Yes, I thought that too until I wrote some code and tried to get it to work. :disappointed_face: It turns out that the question being asked of sys.path_hooks is, in effect “can you find things in path /tmp/crj/example?” not "can you find (with a usable suffix) /tmp/crj/example/submodule?

The output from using the above import_diag on a simple example looks like this:

>>> import import_diag
>>> import example
find_spec name='pre_meta' args=('example', None, None) kwargs={}
running example/__init__.py
>>> import example.submodule
find_spec name='pre_meta' args=('example.submodule', ['/tmp/crj/example'], None) kwargs={}
(hook) name='pre_hook' args=('/tmp/crj/example',) kwargs={}
running example/submodule.py
>>> import example.nonexistent
find_spec name='pre_meta' args=('example.nonexistent', ['/tmp/crj/example'], None) kwargs={}
find_spec name='post_meta' args=('example.nonexistent', ['/tmp/crj/example'], None) kwargs={}
Traceback (most recent call last):
  File "<python-input-3>", line 1, in <module>
    import example.nonexistent
ModuleNotFoundError: No module named 'example.nonexistent'
>>> 

Also, I can then try this:

>>> list((k,v) for (k,v) in sys.path_importer_cache.items() if k.startswith('/tmp/crj'))
[('/tmp/crj', FileFinder('/tmp/crj')), ('/tmp/crj/example', FileFinder('/tmp/crj/example'))]

…and note that there are only two FileFinders there, one for each directory in which it’s looked for files.

(Also, the attempt to import example.submodule didn’t use sys.path_hooks at all, because a FileFinder for /tmp/crj/example was already in the cache.)

Oh. Sorry.

I’m leaving all that I just wrote because I think it’s a useful medium-depth-dive into what I’m talking about here, and at least demonstrates why I don’t think I’m talking nonsense. :crossed_fingers:

But on re-reading your question I think there’s a far simpler misunderstanding: I was talking about sys.path_hooks and you quoted documentation for sys.meta_path. :slightly_smiling_face:

1 Like

Sorry, no. You’re right, I misunderstood what you were trying to do.

At the time PEP 302 was added, the basic import mechanisms were hard coded, and PEP 302 simply added extension points to supplement them. New file types wasn’t a key use case for the PEP, which was mainly focused on importing from new “containers”, like zipfiles, databases, or URLs. To support importing non-standard suffixes, you’d implement a meta_path hook, and yes, you’d have to replicate the built in logic for searching sys.path in the finder you registered.
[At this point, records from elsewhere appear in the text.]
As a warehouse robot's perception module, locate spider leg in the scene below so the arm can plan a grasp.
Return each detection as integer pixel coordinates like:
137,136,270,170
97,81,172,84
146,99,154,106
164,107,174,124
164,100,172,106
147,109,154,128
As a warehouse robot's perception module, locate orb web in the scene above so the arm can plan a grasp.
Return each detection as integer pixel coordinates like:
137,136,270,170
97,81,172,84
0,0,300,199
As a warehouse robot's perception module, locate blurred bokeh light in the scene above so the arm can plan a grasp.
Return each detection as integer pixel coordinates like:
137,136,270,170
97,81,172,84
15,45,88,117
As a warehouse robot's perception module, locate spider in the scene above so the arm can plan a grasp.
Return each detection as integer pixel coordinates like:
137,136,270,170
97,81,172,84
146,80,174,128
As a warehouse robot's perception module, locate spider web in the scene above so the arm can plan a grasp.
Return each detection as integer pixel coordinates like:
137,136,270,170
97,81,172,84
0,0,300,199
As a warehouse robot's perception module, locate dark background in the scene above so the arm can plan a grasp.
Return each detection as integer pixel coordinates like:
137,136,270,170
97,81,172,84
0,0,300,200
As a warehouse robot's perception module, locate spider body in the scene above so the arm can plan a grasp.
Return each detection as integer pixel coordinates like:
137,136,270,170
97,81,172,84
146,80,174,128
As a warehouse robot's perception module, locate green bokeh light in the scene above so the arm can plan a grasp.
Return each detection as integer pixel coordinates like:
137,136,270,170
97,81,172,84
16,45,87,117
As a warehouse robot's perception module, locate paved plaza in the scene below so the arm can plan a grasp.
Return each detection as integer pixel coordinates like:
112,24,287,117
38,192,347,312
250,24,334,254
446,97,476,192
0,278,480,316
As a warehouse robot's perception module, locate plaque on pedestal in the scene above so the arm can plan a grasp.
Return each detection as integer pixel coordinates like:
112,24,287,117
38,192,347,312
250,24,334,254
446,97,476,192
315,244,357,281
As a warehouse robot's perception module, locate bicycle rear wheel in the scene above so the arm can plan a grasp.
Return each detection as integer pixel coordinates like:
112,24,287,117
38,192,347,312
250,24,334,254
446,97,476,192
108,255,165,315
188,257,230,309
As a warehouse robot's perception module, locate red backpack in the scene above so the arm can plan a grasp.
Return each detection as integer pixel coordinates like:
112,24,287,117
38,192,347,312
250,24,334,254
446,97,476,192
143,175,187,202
I assume that’s what Quixote did originally, and it switched to using subclassing PathFinder when that was added.

The PathFinder class was added as part of the introduction of importlib, which reimplemented the standard import logic in Python, using PEP 302 hooks, in order to replace the original custom C implementation of import. It’s not a complete surprise to me to hear that PathFinder wasn’t designed for extensibility. Again, it’s simply that it wasn’t the key goal of the reimplementation. As another example, the support for implicit namespace packages is another area (from what I recall) where it’s not really possible to hook into the mechanism.

So I apologise - you’re right that there’s no extensibility point where adding support for new file extensions can be hooked into the system. I suspect it’s just something that not many people have needed, and the question never came up.

I’m sure that if someone came up with a good PR adding such support to PathFinder, it would be considered. I can’t guarantee it would be accepted, that’s going to be down to the complexity of the change, the maintainability of the code, and the demand for the feature. And a discussion on DPO is always useful to support a PEP - if you get evidence here of a decent level of interest in the feature, that will help the PR’s case.

1 Like

Just to clarify, if I understand right, it seems that the difficult aspect here is not so much handling a new extension, but handling it in a way that re-uses the existing logic for module-finding. That is, you could easily add a new entry to the meta path that finds files with your given extension; the trick is that you want that finding process to duplicate the existing logic for finding .py files.

It seems that some of this difficulty could be alleviated by refactoring the PathFinder and FileFinder classes so that they are less intertwined with other dimensions of the import system. For instance, right now PathFinder hardcodes references to sys.path_importer_cache, meaning it cannot easily be subclassed. But if this were abstracted a bit (e.g., by giving the class a my_import_cache attribute which for PathFinder points to sys.path_importer_cache), then it would be simpler to subclass PathFinder.

If my understanding is correct then so is yours. :slightly_smiling_face:

Yes, refactoring PathFinder the way you suggest would help, and might even be desirable on general principles.

On the other hand, for simplicity and for performance, I much prefer my original suggestion: letting implementers add items to a new sys.suffix_loaders list.

For reference, I went ahead and tried making the change; it was only twelve lines of substantive code.

I think my main problem now may be that nobody seems to understand what I mean from the subject line, but I’m struggling to think of anything more clear. :thinking: